High thermoelectric performance in (Ga, Yb) Co-doped Bi2S3 bulks achieved by band structure and carrier concentration modulation

Due to their high abundance, low cost, and low toxicity, Bi₂S₃-based thermoelectric materials without Te are significantly promising for eco-friendly and scalable applications. However, the ZT value of Bi₂S₃-based is not high enough and must be further improved. The rare-earth element doping is a promising strategy for synergistically enhancing the electrical and thermal transport properties. This study selected GaTe and YbBr₃ for co-doping in Bi₂S₃ polycrystals using a solid-state reaction and spark plasma sintering, which enabled simultaneous modulation of the band structure and carrier concentration for significantly enhanced thermoelectric and mechanical properties.
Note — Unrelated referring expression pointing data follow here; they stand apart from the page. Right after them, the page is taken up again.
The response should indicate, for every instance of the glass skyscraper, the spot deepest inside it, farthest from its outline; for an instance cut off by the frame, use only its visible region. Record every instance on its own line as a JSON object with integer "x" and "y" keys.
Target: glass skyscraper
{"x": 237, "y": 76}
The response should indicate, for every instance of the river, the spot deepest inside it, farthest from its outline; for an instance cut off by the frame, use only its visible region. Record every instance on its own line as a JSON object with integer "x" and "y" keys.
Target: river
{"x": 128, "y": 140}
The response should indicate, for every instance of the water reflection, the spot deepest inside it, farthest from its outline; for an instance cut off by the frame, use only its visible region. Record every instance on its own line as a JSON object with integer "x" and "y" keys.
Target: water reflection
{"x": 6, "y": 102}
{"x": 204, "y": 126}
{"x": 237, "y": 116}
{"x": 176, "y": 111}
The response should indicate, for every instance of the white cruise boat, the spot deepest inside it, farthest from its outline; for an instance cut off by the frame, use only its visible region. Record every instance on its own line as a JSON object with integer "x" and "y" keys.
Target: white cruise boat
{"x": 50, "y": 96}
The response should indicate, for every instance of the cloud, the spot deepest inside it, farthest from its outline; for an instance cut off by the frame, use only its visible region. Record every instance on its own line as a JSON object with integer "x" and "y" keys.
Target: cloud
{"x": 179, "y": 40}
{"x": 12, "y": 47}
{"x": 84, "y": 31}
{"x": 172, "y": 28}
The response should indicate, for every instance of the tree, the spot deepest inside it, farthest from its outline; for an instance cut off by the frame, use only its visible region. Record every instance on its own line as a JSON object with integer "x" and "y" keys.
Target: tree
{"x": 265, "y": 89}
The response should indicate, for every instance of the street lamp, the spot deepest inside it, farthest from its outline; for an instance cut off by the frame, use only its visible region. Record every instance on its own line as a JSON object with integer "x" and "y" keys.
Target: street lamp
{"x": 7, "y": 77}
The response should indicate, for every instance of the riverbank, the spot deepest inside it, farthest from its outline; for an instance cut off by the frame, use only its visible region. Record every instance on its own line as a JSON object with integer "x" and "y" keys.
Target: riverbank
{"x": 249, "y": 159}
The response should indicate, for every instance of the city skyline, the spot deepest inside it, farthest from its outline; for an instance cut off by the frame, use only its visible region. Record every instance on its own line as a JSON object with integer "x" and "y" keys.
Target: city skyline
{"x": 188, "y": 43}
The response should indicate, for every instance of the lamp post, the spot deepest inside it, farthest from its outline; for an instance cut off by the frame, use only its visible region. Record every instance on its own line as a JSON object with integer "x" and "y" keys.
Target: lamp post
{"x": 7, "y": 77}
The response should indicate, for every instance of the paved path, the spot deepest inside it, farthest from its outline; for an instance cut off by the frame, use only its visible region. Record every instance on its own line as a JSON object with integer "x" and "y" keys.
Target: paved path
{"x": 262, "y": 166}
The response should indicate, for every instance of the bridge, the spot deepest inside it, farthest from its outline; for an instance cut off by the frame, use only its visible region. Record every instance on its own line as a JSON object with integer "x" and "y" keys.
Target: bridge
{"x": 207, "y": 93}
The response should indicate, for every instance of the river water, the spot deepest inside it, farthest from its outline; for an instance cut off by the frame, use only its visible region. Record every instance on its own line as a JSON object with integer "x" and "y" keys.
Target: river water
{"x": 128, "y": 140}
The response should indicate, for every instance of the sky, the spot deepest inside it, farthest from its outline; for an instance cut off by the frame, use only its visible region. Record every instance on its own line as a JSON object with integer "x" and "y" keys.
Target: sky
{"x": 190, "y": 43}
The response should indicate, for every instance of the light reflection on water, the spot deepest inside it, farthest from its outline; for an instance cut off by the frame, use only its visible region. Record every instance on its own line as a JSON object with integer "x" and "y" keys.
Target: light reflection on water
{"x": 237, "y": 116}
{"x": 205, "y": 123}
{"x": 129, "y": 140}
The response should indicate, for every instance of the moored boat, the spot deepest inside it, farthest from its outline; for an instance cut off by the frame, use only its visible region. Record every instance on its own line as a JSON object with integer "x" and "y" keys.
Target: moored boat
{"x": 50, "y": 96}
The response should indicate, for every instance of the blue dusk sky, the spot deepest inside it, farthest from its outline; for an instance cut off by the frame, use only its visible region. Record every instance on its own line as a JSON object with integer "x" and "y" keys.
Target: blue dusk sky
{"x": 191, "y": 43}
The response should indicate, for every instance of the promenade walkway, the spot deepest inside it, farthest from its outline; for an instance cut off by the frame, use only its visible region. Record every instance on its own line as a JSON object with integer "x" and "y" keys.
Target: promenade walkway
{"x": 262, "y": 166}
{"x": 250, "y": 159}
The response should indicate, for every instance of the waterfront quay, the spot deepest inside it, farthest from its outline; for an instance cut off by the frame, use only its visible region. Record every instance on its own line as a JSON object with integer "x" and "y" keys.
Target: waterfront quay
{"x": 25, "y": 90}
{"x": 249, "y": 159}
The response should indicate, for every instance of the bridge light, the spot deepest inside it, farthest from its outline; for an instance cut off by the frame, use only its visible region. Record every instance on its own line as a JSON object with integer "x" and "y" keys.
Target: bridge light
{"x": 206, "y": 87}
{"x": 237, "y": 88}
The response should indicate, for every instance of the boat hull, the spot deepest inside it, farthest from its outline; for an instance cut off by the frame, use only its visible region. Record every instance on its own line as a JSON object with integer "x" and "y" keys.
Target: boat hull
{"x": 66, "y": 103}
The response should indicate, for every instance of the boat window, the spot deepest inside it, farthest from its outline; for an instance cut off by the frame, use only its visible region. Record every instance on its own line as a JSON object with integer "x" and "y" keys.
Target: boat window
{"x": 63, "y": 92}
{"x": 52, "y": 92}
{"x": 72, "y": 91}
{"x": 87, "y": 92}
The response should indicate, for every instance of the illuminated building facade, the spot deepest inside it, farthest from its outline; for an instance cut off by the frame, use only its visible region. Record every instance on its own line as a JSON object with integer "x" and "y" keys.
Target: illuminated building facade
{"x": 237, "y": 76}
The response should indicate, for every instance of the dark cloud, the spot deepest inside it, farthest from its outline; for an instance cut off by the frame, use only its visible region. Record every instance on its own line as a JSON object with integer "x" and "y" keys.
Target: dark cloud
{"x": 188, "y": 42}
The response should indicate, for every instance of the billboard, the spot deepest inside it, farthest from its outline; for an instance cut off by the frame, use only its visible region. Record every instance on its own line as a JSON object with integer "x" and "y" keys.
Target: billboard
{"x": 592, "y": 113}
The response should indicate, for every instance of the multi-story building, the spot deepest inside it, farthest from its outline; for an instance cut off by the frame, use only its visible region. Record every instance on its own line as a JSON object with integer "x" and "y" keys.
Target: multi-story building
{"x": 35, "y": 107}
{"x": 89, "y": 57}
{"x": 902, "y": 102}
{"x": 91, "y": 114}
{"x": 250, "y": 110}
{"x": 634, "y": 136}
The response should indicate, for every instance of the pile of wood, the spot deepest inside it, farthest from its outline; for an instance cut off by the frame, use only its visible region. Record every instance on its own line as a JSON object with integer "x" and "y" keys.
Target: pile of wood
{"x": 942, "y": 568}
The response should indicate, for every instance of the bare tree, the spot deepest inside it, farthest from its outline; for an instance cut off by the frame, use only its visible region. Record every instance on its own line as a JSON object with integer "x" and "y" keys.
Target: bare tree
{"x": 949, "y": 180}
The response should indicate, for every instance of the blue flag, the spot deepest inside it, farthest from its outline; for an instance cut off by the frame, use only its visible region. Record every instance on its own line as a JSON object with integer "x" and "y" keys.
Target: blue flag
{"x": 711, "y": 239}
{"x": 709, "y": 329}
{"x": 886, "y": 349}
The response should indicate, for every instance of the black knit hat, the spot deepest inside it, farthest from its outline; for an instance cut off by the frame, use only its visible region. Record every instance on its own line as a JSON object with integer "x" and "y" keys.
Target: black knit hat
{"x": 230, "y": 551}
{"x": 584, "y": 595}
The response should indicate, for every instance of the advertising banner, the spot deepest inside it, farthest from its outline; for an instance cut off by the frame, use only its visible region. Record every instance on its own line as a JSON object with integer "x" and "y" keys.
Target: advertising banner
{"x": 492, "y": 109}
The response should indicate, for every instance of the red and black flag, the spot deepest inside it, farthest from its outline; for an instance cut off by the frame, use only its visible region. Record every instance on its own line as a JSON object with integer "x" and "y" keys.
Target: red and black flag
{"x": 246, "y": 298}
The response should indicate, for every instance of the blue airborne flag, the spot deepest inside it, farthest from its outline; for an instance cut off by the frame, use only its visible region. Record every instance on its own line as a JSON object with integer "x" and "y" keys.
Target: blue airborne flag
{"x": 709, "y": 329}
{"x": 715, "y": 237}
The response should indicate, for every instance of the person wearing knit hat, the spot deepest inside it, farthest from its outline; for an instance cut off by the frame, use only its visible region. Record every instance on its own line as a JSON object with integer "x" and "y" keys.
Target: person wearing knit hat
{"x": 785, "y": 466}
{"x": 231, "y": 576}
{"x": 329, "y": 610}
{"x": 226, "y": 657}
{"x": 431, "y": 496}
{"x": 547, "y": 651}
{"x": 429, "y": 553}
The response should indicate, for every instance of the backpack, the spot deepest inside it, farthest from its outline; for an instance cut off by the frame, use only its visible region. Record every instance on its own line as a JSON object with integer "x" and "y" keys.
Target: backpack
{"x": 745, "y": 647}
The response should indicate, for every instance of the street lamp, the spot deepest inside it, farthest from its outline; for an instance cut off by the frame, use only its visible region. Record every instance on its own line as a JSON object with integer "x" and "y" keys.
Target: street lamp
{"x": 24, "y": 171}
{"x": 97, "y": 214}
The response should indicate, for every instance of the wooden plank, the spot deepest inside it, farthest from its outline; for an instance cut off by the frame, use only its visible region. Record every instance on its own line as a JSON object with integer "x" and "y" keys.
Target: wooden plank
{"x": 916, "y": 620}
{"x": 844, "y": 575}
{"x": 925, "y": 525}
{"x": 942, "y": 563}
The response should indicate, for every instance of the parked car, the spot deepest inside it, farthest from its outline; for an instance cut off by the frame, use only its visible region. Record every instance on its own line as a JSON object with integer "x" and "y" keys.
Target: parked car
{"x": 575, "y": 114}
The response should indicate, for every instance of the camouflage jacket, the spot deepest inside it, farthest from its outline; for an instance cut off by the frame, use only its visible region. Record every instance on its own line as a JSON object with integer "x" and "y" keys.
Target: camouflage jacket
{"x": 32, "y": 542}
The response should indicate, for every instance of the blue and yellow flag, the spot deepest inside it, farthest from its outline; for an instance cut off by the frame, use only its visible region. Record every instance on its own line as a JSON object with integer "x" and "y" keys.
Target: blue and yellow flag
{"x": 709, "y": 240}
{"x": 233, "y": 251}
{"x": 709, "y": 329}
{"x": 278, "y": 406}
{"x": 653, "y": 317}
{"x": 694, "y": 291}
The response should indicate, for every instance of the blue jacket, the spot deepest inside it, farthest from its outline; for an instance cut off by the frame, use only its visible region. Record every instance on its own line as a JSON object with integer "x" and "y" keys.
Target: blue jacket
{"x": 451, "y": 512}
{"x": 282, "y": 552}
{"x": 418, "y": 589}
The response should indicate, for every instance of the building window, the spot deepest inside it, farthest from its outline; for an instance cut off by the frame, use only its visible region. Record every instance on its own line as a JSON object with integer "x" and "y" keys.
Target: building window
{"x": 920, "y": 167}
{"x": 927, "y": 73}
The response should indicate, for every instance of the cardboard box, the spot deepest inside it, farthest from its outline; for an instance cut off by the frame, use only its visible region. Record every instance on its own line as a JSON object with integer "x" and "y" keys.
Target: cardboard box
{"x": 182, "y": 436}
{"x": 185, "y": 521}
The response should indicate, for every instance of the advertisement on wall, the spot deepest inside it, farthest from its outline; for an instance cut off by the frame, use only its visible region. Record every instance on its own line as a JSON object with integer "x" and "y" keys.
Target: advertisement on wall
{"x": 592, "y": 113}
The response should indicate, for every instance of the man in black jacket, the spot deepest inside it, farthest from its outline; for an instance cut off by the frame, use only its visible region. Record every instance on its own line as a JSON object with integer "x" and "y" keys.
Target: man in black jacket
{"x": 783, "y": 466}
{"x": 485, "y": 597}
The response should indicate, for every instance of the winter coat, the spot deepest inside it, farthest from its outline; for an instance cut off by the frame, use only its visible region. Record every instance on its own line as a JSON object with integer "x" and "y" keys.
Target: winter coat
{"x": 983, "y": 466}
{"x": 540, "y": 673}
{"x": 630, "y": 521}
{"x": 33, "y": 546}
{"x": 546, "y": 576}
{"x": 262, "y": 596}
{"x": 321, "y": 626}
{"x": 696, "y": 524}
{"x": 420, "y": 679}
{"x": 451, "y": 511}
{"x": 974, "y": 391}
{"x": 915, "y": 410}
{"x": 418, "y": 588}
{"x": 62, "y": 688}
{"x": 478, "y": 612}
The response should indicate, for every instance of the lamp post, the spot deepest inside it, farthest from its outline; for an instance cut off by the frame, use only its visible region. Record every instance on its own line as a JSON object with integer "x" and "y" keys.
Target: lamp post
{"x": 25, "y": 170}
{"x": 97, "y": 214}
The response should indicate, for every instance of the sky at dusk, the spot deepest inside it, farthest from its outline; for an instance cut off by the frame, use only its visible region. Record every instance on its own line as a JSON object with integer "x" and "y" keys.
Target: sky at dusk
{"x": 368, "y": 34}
Specifically, the synergistic optimization of electrical and phonon transport was initially achieved through GaTe doping in Bi₂S₃, which effectively reduced the lattice thermal conductivity while enhancing electrical conductivity. However, the improvement in thermoelectric performance with GaTe doping alone remained limited. Br substituted S to introduce extra electrons, while Yb replaced Bi to reduce the bandgap from 1.38 to 1.05 eV. The two effects synergistically optimized the electrical transport properties of the matrix. As a result, the optimized Bi₂S₃ + 0.5 wt% GaTe +1.0 wt% YbBr₃ sample achieved an exceptional average power factor of 475.4 μW m⁻¹ K⁻² over 323–773 K. Additionally, point defects, dislocations, and micropores induced by the second phase contributed to strong phonon scattering, leading to a low lattice thermal conductivity of 0.56 W m⁻¹ K⁻¹ at 773 K. Consequently, a peak ZT value of 0.67 at 773 K and a high average ZT value of 0.45 over 323–773 K were achieved, which were relatively higher than other values reported in the literature. Furthermore, the mechanical properties were improved, with hardness increasing from 2.55 to 2.93 GPa, making Bi₂S₃ more deformation-resistant and durable. This study showed that co-doping rare earth elements was an effective approach for enhancing the thermoelectric and mechanical properties of the Bi₂S₃ material.